ClinicalDx-NLP contains 50,000 synthetic and highly realistic discharge summaries, certified by HIPAA security. Core files include:

  • discharge_summaries.csv: 50,000 complete summaries with ICD-10, CPT, DRG codes, and demographic information
  • ner_annotations.jsonl: 50,000 entries with 6 categories of NER entity annotations
  • train_test_split.csv: 70/15/15 stratified training-test split
  • icd10_reference.csv: Approximately 14 ICD-10 codes with specialty and DRG mappings
  • data_dictionary.csv: Data schema reference document
4

Section 04

Data Field Design and Detailed Explanation of 6 NER Annotation Categories

Each discharge summary includes: Basic Information: summary_id, admission/discharge date, length of hospital stay, age, gender, etc.
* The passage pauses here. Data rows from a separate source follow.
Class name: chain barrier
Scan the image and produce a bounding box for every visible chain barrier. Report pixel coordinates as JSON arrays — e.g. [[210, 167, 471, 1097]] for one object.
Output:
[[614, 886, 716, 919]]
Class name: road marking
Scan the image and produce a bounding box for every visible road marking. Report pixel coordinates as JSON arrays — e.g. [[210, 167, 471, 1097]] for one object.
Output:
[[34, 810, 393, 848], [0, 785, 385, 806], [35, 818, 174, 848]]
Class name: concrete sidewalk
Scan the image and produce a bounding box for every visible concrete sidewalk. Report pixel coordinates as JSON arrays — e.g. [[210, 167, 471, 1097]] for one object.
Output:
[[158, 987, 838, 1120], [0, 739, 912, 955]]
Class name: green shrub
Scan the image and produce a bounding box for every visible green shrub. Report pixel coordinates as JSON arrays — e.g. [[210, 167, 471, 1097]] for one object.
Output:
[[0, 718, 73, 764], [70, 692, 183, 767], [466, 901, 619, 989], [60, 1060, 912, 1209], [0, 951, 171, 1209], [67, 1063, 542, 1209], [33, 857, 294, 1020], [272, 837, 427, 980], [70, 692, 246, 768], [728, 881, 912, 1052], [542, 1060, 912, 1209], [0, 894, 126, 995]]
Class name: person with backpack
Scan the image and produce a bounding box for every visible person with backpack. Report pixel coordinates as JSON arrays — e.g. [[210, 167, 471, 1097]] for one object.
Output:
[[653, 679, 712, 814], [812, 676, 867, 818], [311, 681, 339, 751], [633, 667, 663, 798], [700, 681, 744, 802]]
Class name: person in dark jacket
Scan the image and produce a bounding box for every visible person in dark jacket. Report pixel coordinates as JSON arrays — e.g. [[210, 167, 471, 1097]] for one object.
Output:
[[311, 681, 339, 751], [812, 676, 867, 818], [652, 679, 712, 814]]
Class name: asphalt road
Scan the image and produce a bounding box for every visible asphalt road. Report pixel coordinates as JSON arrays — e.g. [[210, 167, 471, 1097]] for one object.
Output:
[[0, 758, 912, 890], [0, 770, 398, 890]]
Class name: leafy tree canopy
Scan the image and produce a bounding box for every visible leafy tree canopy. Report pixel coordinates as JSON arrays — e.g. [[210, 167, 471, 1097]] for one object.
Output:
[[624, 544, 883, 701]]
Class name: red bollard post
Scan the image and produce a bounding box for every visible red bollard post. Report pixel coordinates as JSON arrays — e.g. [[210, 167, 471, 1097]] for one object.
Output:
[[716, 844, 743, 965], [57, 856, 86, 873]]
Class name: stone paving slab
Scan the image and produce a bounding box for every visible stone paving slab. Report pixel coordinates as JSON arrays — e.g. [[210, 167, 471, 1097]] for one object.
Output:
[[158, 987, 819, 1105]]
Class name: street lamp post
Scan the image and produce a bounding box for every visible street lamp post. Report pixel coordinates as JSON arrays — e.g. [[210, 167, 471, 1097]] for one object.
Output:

Clinical Codes: Primary/secondary ICD-10 codes, CPT procedure codes, DRG codes Discharge Status: Disposition (home/professional care, etc.), condition status (stable/improved, etc.) Text Content: 200-400 word summary, word count, number of NER entities

NER annotations consist of 6 categories: MEDICATION, PROCEDURE, DIAGNOSIS, LAB_VALUE, ANATOMY, TEMPORAL. Annotations include text, type, and character positions, which can be directly used for training in NLP frameworks like spaCy.

5

Section 05

Strict Quality Checks Ensure Data Authenticity and Logical Consistency

Data quality assurance mechanisms:

  1. Specialty Locking: ICD-10 codes strictly correspond to specialties (e.g., no sepsis codes in obstetrics)
  2. Code Matching: CPT codes match diagnostic codes (e.g., no colonoscopy CPT codes for breast cancer patients)
  3. Clinical Logic: Medications/lab values/vital signs match diagnoses (e.g., sepsis patients have abnormal lactate levels and low blood pressure)
  4. Demographic Constraints: Age range (18-42 for obstetrics), gender distribution (100% female for obstetrics), length of stay calibrated by DRG weight All data has passed consistency checks to ensure real-world logic.
6

Section 06

Medical AI Application Scenarios Supported by the Dataset

The dataset supports multiple medical AI applications:

  • ICD-10 Code Prediction: End-to-end prediction using models like TF-IDF+logistic regression or BERT
  • NER Training: Train medical NER models based on the 6 annotation categories
  • LLM Fine-tuning: Build instruction pairs for fine-tuning open-source LLMs like Llama/Mistral
  • Length of Stay Prediction: Build models based on features like age and specialty to assist resource planning Supporting visualization tools generate 5 academic charts (dataset overview, NER analysis, model analysis, etc.) to facilitate data understanding and ROI evaluation.
7

Section 07

Dataset Access Methods and Project Significance Outlook

Dataset access methods:

  • GitHub Clone: git clone https://github.com/NudratDS/ClinicalDx-NLP, install dependencies and run the generation script
  • Kaggle Direct Use: [kaggle.com/datasets/nudratabbas/clinicaldx-nlp]

Project Significance: Fills gaps in medical NLP data, lowers the entry barrier for AI research, and lays the foundation for automated coding and clinical decision support. In the future, it will promote the transition of medical AI from the laboratory to clinical practice, becoming key infrastructure.